Amphibians are experiencing the greatest decline of any vertebrate class and a leading cause of these declines is a fungal pathogen, Batrachochytrium dendrobatidis (Bd), which causes the disease chytridiomycosis. Captive assurance colonies are important worldwide for threatened amphibian species and may be the only lifeline for those in critical threat of extinction. Maintaining disease free colonies is a priority of captive managers, yet safe and effective treatments for all species and across life stages have not been identified. The most widely used chemotherapeutic treatment is itraconazole, although the dosage commonly used can be harmful to some individuals and species. We performed a clinical treatment trial to assess whether a lower and safer but effective dose of itraconazole could be found to cure Bd infections. We found that by reducing the treatment concentration from 0.01-0.0025% and reducing the treatment duration from 11-6 days of 5 min baths, frogs could be cured of Bd infection with fewer side effects and less treatment-associated mortality.

Introduction

Amphibians are currently experiencing the greatest decline in biodiversity of all vertebrate taxa1. Chytridiomycosis, a skin disease caused by the chytrid fungal pathogen Batrachochytrium dendrobatidis (Bd), is one of the major causes of these dramatic declines2. Bd is the worst pathogen on record for causing biodiversity loss: it infects over 600 species of amphibians and has caused declines in over 300 species, of which as many as 200 species have become critically endangered or extinct2,3. The amphibian chytrid fungus is not host specific and it is unclear what qualities of the host allow for Bd infection to progress causing severe disease. Chytridiomycosis causes death by disrupting ion channels in the skin, resulting in electrolyte loss and heart failure4. Also, Bd supernatant (containing no Bd zoospores) causes an immune response in tadpoles5 leading researchers to believe Bd produces a toxic by-product6.

Because many species are rapidly declining, captive assurance colonies and breeding programs are important conservation measures, and may be the only lifeline for some species. Establishing and maintaining disease free colonies is a challenge for amphibian management facilities. The current chemotherapeutic methods for treating Bd infections, although effective, can be harmful to the animals being treated, and no single treatment method has been successful across species and age classes of amphibians7.

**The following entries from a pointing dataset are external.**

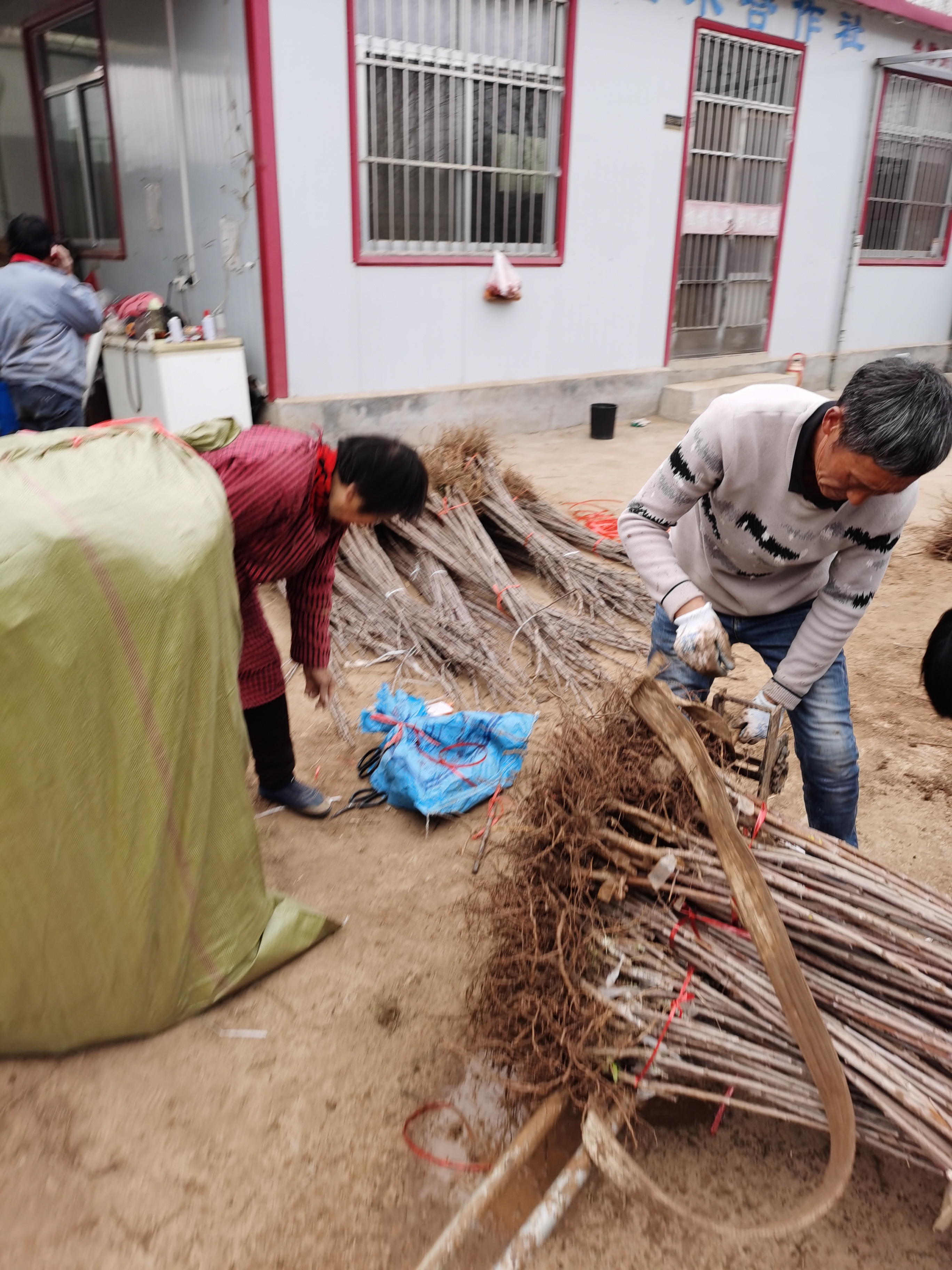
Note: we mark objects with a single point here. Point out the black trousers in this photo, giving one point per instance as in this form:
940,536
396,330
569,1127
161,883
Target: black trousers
270,733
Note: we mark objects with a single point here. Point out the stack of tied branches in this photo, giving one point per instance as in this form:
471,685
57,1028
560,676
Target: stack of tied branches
620,964
440,596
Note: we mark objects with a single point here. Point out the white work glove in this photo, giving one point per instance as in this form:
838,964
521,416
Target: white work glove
703,643
757,722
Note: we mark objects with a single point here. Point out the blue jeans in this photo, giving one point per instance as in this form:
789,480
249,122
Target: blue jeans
823,731
41,409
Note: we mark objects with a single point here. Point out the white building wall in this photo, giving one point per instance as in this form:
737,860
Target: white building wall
219,144
389,328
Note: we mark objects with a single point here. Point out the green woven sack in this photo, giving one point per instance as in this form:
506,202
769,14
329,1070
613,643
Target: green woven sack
133,891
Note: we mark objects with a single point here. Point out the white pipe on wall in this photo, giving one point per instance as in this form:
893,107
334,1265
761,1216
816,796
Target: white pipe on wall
178,108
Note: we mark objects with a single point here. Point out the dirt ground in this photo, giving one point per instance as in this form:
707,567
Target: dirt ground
191,1150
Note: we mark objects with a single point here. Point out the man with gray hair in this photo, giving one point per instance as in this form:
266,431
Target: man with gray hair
772,525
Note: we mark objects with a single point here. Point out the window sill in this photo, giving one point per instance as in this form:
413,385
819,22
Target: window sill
483,261
905,261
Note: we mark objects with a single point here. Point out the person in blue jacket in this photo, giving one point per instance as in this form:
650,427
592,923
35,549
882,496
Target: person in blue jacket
45,313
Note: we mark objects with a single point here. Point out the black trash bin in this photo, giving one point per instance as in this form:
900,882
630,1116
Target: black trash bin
603,421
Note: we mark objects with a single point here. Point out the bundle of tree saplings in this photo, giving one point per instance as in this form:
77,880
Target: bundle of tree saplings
440,599
619,962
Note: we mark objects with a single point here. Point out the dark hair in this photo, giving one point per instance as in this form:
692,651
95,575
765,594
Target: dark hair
899,413
937,666
390,477
30,235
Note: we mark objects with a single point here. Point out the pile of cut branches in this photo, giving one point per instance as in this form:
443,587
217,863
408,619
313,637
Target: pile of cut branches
438,596
619,962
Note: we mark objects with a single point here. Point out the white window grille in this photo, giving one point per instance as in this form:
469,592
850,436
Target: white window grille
742,129
68,56
911,191
459,108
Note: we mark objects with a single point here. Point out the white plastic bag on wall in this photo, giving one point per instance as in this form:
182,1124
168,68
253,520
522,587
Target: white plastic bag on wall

Few clinical trials of treatments for Bd infection have been performed7. The three most commonly used methods of treatment are heat therapy, chloramphenicol and itraconazole. Heat therapy is a nonchemotherapeutic treatment option that appears to have few side effects, can be used on multiple life stages, and is generally effective. In a treatment trial, Chatfield and Richards-Zawacki8 found that 96% of the treated animals had cleared infections after being housed at 30 °C for 10 days. Although this trial was not 100% successful, it provides a baseline for others to assess heat therapy for their own species. Heat therapy, although effective for many species, is impractical for many alpine species that cannot remain at high temperatures for an extended period of time. Chloramphenicol, an antibacterial, has been used successfully to treat Bd in many species, and inhibits fungal growth in vitro. As an antibacterial, the chloramphenicol does not attack the fungus specifically but has been known to cause apoptosis in eukaryotic cells9. It has been speculated that chloramphenicol therapy causes apoptosis in the skin, killing intracellular sporangia, although the exact mechanism of action is unknown. Although no clinical trial has been conducted, and therefore dose and treatment time have not been assessed, current treatment protocols typically require submersion for two to four weeks10,11, making this treatment impractical for terrestrial amphibians. Chloramphenicol has also been restricted in some countries for veterinary use because human exposure has been associated with a rare form of aplastic anemia12.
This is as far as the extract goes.